- Poster
- Directed by: Tex Avery
- Written by: Rich Hogan
- Produced by: Fred Quimby
- Starring: Bill Thompson Frank Graham (both uncredited)
- Music by: Scott Bradley
- Animation by: Ed Love; Irven Spence; Ray Abrams; Preston Blair; (all uncredited);
- Layouts by: Irvin Levine Bernard Wolf (both uncredited)
- Backgrounds by: John Didrik Johnsen (uncredited)
- Production company: MGM Cartoons
- Distributed by: Metro-Goldwyn-Mayer
- Release date: March 20, 1943;
- Running time: 8:00
- Country: United States
- Language: English

= Dumb-Hounded =

Dumb-Hounded is a 1943 American animated short film directed by Tex Avery and written by Rich Hogan. It was the first cartoon to feature Droopy. The film was released on March 20, 1943 by Metro-Goldwyn-Mayer.

==Plot==
When an imprisoned killer (played by Tex Avery's Big Bad Wolf character) escapes from Swing Swing Prison (a parody of Sing Sing Prison), numerous bloodhounds are released to track him down, including Droopy, who lags far behind the rest. He greets the audience and announces himself as the story's hero. Initially moving slowly, Droopy still manages to quickly locate the Wolf, who spends the entire story trying to escape from him. At one point, the Wolf even attempts to flee from Droopy by boarding a taxi, train, ship, and aircraft in succession. However, no matter where the Wolf flees, Droopy appears and greets him sarcastically. When the Wolf asks Droopy how he manages to keep up, Droopy laconically responds “Let’s not get nosy, bub.”

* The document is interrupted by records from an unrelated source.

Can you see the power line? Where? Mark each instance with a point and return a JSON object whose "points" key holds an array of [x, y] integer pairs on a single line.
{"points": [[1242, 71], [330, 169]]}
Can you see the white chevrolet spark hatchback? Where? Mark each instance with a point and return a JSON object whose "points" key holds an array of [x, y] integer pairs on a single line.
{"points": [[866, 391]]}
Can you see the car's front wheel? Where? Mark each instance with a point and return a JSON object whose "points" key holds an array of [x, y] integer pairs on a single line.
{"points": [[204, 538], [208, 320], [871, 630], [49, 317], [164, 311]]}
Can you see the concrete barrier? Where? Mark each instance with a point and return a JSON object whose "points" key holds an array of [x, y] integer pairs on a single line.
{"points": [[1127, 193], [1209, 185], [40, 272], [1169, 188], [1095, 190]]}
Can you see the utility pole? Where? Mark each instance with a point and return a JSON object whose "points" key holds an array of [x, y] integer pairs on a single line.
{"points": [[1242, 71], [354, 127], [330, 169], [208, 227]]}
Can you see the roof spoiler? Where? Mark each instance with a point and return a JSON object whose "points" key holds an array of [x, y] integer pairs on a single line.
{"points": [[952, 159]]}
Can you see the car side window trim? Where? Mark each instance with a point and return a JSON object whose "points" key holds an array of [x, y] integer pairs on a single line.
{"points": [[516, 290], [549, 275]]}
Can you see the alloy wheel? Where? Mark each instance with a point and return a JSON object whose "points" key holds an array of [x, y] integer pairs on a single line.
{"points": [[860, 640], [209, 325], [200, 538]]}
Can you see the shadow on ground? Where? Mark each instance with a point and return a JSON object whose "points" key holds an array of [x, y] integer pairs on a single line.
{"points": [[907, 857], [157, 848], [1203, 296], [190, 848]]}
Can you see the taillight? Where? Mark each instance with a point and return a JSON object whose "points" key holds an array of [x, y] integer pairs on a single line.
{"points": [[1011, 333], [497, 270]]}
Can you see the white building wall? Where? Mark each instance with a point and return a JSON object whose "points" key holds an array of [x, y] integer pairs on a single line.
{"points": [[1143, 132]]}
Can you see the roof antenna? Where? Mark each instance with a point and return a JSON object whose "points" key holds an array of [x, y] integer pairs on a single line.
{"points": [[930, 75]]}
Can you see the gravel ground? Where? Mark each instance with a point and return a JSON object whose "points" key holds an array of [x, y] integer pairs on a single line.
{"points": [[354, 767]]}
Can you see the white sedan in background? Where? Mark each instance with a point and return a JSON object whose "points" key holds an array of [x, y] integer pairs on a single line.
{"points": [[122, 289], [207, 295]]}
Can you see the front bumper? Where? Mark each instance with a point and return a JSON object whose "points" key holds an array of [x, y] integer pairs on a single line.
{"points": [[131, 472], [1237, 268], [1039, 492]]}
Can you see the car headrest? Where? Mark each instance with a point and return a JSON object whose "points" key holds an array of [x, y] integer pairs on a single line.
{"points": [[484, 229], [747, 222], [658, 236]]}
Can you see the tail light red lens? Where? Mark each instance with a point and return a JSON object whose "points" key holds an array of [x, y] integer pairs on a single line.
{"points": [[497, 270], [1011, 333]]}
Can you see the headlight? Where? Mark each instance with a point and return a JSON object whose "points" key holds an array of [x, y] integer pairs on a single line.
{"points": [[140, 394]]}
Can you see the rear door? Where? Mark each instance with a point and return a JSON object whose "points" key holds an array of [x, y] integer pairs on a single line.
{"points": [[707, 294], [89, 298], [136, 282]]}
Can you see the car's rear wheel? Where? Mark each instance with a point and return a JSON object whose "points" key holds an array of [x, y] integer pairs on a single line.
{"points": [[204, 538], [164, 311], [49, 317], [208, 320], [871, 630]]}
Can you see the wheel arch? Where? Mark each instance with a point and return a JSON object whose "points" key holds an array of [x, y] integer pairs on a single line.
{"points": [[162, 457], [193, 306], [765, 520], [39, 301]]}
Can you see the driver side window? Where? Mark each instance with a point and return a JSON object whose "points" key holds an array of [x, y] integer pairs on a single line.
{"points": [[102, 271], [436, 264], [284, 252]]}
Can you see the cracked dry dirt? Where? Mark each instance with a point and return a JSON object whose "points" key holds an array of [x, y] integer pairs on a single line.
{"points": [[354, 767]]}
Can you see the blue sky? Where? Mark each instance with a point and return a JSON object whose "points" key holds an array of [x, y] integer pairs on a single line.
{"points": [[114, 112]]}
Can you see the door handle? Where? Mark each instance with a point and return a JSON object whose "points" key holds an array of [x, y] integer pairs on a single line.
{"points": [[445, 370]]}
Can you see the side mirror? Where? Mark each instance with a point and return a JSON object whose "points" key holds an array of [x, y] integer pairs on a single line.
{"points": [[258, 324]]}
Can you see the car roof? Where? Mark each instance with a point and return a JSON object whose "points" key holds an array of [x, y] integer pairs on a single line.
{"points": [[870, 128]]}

Ultimately, Droopy ends the futile chase by dropping a massive boulder onto the Wolf from above a rooftop to crush him (commenting to the audience that it is indeed gruesome), resulting in the Wolf's capture. Droopy receives his cash reward from the town mayor, upon which he jumps about cheering loudly in complete enthusiasm, before pausing, and, once again in his signature slow, deadpan characterization, informing the audience, "I'm happy".

==Voice cast==
- Bill Thompson as Droopy (uncredited)
- Frank Graham as the Killer (Big Bad Wolf) / Mayor (uncredited)

==Crew==
- Directed by: Tex Avery
- Written by: Rich Hogan
- Animation: Ray Abrams, Preston Blair, Ed Love, Irven Spence
- Character Design: Irvin Levine
- Layout: Irvin Levine, Bernard Wolf
- Backgrounds: John Didrik Johnsen
- Film and Sound Editor: Fred McAlpin
- Music: Scott Bradley
- Co-Producer: William Hanna
- Produced by: Fred Quimby

==Legacy==
- Northwest Hounded Police (1946) features Droopy and the Wolf character in a similar set-up. Again, the Wolf flees from Droopy, who keeps popping up in unexpected places.
- In the early 2000s a Cartoon Network short Thanks a Latté features Droopy and the Wolf character in a nearly-similar set-up; where he works at a coffee shop and forces a stingy wolf into giving him a tip when the wolf leaves the shop without paying for his latte.
- In 2020, Dumb Hounded was released and digitally restored on the Tex Avery Screwball Classics: Volume 1 Blu-Ray by Warner Archive.